Cut Claude Costs 60x With DeepSeek V4 Flash Via MCP

A Reddit user analyzed their Claude usage and found the bulk of it went to mechanical tasks: classifying files, reformatting JSON, pulling fields from text, and summarizing docs they'd skim anyway. None of that needed Sonnet. The fix: a small cheap model running as a side worker via MCP, plus a single rule in CLAUDE.md telling Claude not to do those tasks.

Setup: an MCP tool + CLAUDE.md deny-list

The setup uses a single MCP tool that sends text and gets text back.

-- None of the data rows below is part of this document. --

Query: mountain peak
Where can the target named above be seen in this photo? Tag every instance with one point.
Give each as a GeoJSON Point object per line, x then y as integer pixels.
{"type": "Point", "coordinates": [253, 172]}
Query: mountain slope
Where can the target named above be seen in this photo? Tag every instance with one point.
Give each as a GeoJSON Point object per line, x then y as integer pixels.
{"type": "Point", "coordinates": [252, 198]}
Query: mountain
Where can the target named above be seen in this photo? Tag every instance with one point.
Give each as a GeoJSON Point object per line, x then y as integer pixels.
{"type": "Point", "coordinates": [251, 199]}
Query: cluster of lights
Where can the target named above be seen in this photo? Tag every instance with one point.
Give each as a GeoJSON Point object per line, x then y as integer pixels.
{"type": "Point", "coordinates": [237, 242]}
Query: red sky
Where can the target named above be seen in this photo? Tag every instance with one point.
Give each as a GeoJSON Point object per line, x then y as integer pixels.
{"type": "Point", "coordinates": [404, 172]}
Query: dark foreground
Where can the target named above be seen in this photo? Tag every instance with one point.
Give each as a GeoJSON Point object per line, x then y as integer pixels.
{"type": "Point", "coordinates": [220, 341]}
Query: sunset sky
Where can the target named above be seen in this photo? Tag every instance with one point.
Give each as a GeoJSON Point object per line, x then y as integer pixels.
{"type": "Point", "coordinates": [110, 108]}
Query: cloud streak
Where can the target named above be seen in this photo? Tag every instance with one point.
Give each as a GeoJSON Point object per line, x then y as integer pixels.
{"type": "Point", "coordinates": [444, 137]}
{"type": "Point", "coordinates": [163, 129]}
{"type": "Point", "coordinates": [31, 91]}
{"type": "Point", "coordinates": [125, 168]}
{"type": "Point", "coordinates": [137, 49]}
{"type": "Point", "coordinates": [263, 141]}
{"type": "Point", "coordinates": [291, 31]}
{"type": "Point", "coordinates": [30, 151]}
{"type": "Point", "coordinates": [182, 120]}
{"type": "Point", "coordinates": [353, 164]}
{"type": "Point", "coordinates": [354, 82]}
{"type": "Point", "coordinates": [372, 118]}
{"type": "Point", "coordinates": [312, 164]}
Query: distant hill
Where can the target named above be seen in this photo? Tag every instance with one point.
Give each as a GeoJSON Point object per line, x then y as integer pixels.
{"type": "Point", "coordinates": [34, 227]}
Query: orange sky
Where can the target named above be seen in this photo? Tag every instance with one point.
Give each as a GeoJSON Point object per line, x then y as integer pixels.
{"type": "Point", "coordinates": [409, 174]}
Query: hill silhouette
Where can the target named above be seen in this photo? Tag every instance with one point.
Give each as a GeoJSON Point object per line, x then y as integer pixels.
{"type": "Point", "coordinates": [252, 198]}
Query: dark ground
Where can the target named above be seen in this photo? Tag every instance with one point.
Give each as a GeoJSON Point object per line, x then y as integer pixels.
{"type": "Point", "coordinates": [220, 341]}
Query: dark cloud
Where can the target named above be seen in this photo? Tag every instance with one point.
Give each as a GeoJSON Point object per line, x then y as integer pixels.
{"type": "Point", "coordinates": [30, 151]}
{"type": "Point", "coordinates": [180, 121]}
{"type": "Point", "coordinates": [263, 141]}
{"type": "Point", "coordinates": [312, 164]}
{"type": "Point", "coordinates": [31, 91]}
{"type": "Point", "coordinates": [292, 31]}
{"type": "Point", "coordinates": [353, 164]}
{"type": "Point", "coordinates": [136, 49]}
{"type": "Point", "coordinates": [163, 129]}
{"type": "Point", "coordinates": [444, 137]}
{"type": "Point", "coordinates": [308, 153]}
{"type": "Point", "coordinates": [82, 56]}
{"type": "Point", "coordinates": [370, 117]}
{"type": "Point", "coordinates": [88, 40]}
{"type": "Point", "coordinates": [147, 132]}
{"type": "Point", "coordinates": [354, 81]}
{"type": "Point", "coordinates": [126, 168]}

Default model is DeepSeek V4 Flash (cheap, 1M context). The endpoint is one config line and works with any OpenAI-compatible provider (local ollama, vllm, lm studio). The repo is github.com/arizen-dev/deepseek-mcp (MIT, Python 3.10+).

The critical piece: the CLAUDE.md rule uses negative framing — a deny list, not a permission list. The user reports positive framing ("use DeepSeek for X") got ignored ~30% of the time. The deny list approach catches it reliably.

# In CLAUDE.md:
# do NOT use Claude for:
# - json formatting
# - field extraction
# - file classification
# - summarization you will review anyway

Results: 60x cost reduction

Over 3 weeks of real usage: 217 mechanical calls offloaded to DeepSeek V4 Flash, total spend $0.41. Same workload on Sonnet would have been roughly $7. That's a ~17x multiplier on just those tasks, and the user says overall bill dropped 60x when factoring in heavier tasks still on Sonnet.

How the side worker operates

The side worker is a supervised tool, not an agent — no tool calls, no file access, no chains. Latency is 3–25 seconds. You review the output. The whole shape is: send text, get text back, review, move on.